Le Brent franchit les 94 dollars quand les Houthis ferment la mer Rouge aux navires israéliens - Énergie | PriceONN
Les Houthis ont décrété un blocus total du trafic maritime israélien en mer Rouge, privant le marché pétrolier de sa principale soupape de secours alors que le détroit d'Ormuz reste sous tension. Le Brent a bondi jusqu'à 5% avant de refluer.

Pendant des mois, les salles de marché ont fixé le même point sur la carte. Le détroit d'Ormuz concentrait toutes les craintes, comme s'il s'agissait de l'unique ligne de fracture capable de rompre l'approvisionnement mondial en brut. Lundi, le marché a compris qu'il observait la mauvaise carte.

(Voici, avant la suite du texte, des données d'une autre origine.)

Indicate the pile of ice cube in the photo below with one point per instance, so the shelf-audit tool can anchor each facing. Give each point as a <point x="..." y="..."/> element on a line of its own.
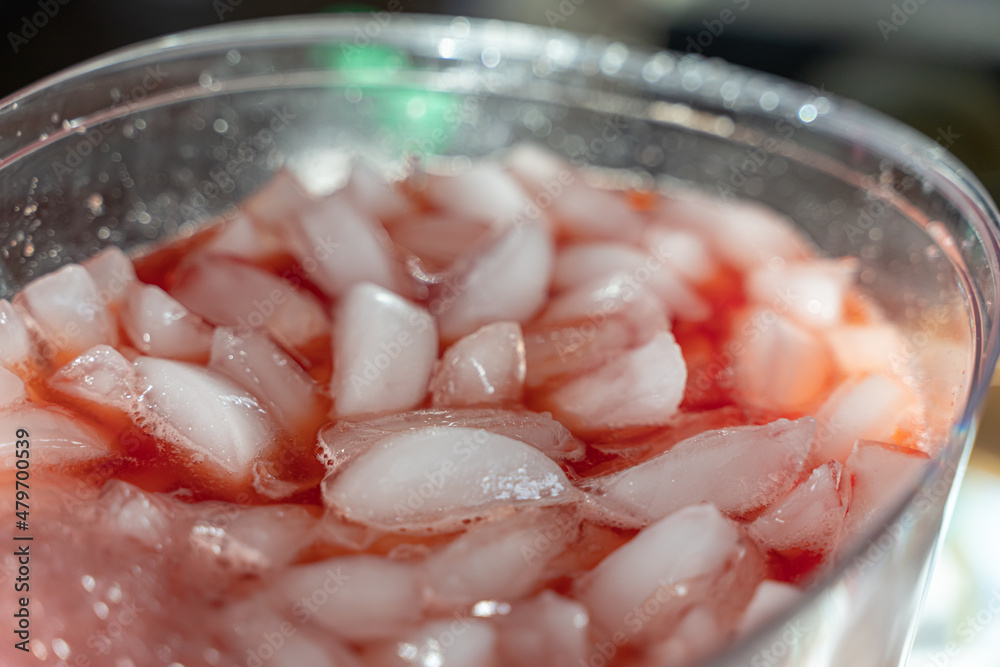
<point x="498" y="417"/>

Les Houthis du Yémen ont annoncé un blocus complet et total du trafic maritime israélien en mer Rouge. Le message est sans ambiguïté: tout navire battant pavillon israélien sera désormais traité comme une cible militaire légitime. Le calendrier ne pouvait guère être plus défavorable. Ormuz est déjà sous pression, et la mer Rouge s'était discrètement transformée en soupape de secours du brut moyen-oriental. Cette soupape est aujourd'hui directement menacée.

La réaction des prix a été immédiate. Le Brent a gagné jusqu'à 5% en début de séance avant de refluer. À 7h38 ET, la référence mondiale s'établissait à 94,68 dollars, en hausse de 1,71% sur la séance, tandis que le West Texas Intermediate progressait de 1,77% à 92,14 dollars.

Pourquoi la mer Rouge pèse soudain davantage

Ce basculement n'a rien d'accidentel. À mesure que les risques montaient autour du golfe Persique, l'Arabie saoudite s'est appuyée plus fortement sur son oléoduc Est-Ouest et sur le terminal d'exportation de Yanbu pour acheminer ses barils sans passer par Ormuz. Les flux de pétroliers dans le corridor ont gonflé, les raffineurs cherchant des trajets plus sûrs vers le même brut.

Ce contournement porte désormais son propre danger. Le groupe a également revendiqué des tirs de missiles près de Tel-Aviv, et en avril, certains de ses responsables avaient évoqué la fermeture pure et simple du Bab el-Mandeb en cas d'aggravation des hostilités. Verrouiller ce passage reviendrait à priver le marché de sa route de secours au moment précis où il en a le plus besoin.

Les navires israéliens présents en mer Rouge seront considérés comme des cibles militaires légitimes.

L'escalade ne s'est pas arrêtée en mer. Israël et l'Iran ont échangé de nouvelles frappes lundi, dont une attaque israélienne contre un site pétrochimique iranien. Cette frappe est survenue quelques heures à peine après que le président américain Donald Trump eut publiquement appelé Tel-Aviv à la retenue, une demande manifestement restée lettre morte.

Ce que surveillent les capitaux avertis

Le vrai sujet n'est pas un titre alarmant isolé. C'est la perte de redondance dans la chaîne d'approvisionnement. Quand Ormuz vacillait, la mer Rouge absorbait les flux détournés. Si les deux artères sont menacées en même temps, il n'existe plus de troisième option propre, et cette rareté des alternatives maintient une prime de risque incrustée dans chaque baril.

Surveillez l'écart entre le Brent et le WTI pour mesurer la nature de la peur. Un creusement du différentiel signalerait que la crainte se concentre sur les qualités moyen-orientales transportées par voie maritime, là où la menace houthie frappe le plus fort. Au-delà du brut lui-même, les ondes de choc atteignent plusieurs marchés connectés.

  • USD/CAD: un pétrole plus ferme soutient généralement le dollar canadien, ce qui pèse à la baisse sur la paire.
  • Or: tensions géopolitiques et possible poussée inflationniste liée à une énergie plus chère alimentent souvent la demande de valeur refuge.
  • Valeurs énergétiques et compagnies maritimes: les producteurs profitent de prix plus élevés, tandis que les opérateurs de pétroliers encaissent une flambée des coûts d'assurance et de déroutage.
  • Anticipations d'inflation: un brut durablement au-dessus de 90 dollars complique la marche des banques centrales qui espéraient assouplir.

    Le risque majeur à suivre reste tout geste concret sur le Bab el-Mandeb. Une véritable fermeture, et non une menace verbale, changerait toute l'équation et propulserait probablement les cours bien au-delà du pic intraséance de lundi. D'ici là, attendez-vous à des échanges nerveux, dictés par les gros titres, où chaque nouvelle frappe remet les compteurs à zéro.